The Tribunal recognised that another employer might have chosen to issue a warning, in light of the fact that it was a single incident and K had been taken by surprise with the instruction. Further, as a keyworker working in the middle of the national lockdown, he had been operating in a stressful situation. However, it could not be said that dismissal fell outside of the range of reasonable responses open to an employer.
In reaching this decision, the Tribunal attached particular weight to the following factors:
- the importance to Kent Foods of maintaining good relationships with its main client;
- K’s continued insistence that he’d done nothing wrong, which caused concerns about how he might behave in the future; and
- the fact that K couldn’t do any work because Tate & Lyle had banned him from their site.
What does this mean for employers?
This case involved a relatively unusual set of circumstances in that the employee’s actions risked harming the relationship between his employer and their major client and also meant that he couldn’t perform his job role. It’s unlikely that the outcome would be the same where an employee was summarily dismissed for a failing to comply with an employer’s requirement to wear a mask in an office setting on one occasion. It’s more likely that an employer would be expected to go through a system of warnings before moving to dismiss.
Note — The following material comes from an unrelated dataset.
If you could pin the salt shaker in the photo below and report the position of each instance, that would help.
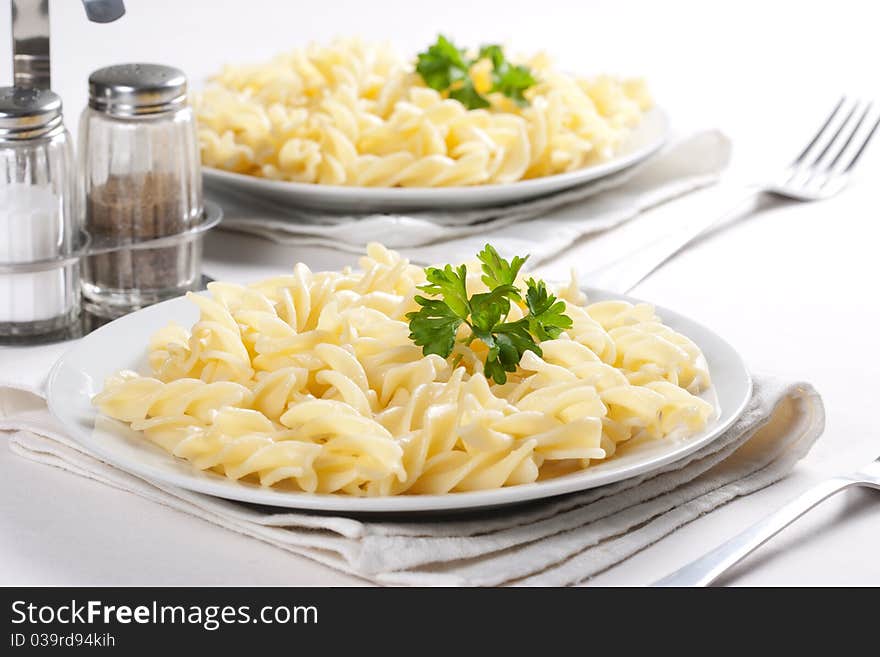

Even then, an employer would need to be very careful not to act inconsistently, given that many staff are likely to commit breaches of COVID-19 health and safety rules (whether intentionally or accidentally).
Is it possible to extrapolate how an Employment Tribunal might view a dismissal for refusal to comply with an employer’s requirement to have the COVID-19 vaccine? The battleground will be whether the employer has acted reasonably in the circumstances. Here, an employee’s reason for refusing to comply with the instruction will be highly relevant. It will be risky to dismiss an employee who can show that he or she had a good reason for refusing vaccination (and it may also be discriminatory). An employer would also need to consider alternatives to dismissal, such as allowing the employee to work in a lower risk role / environment or from home if feasible.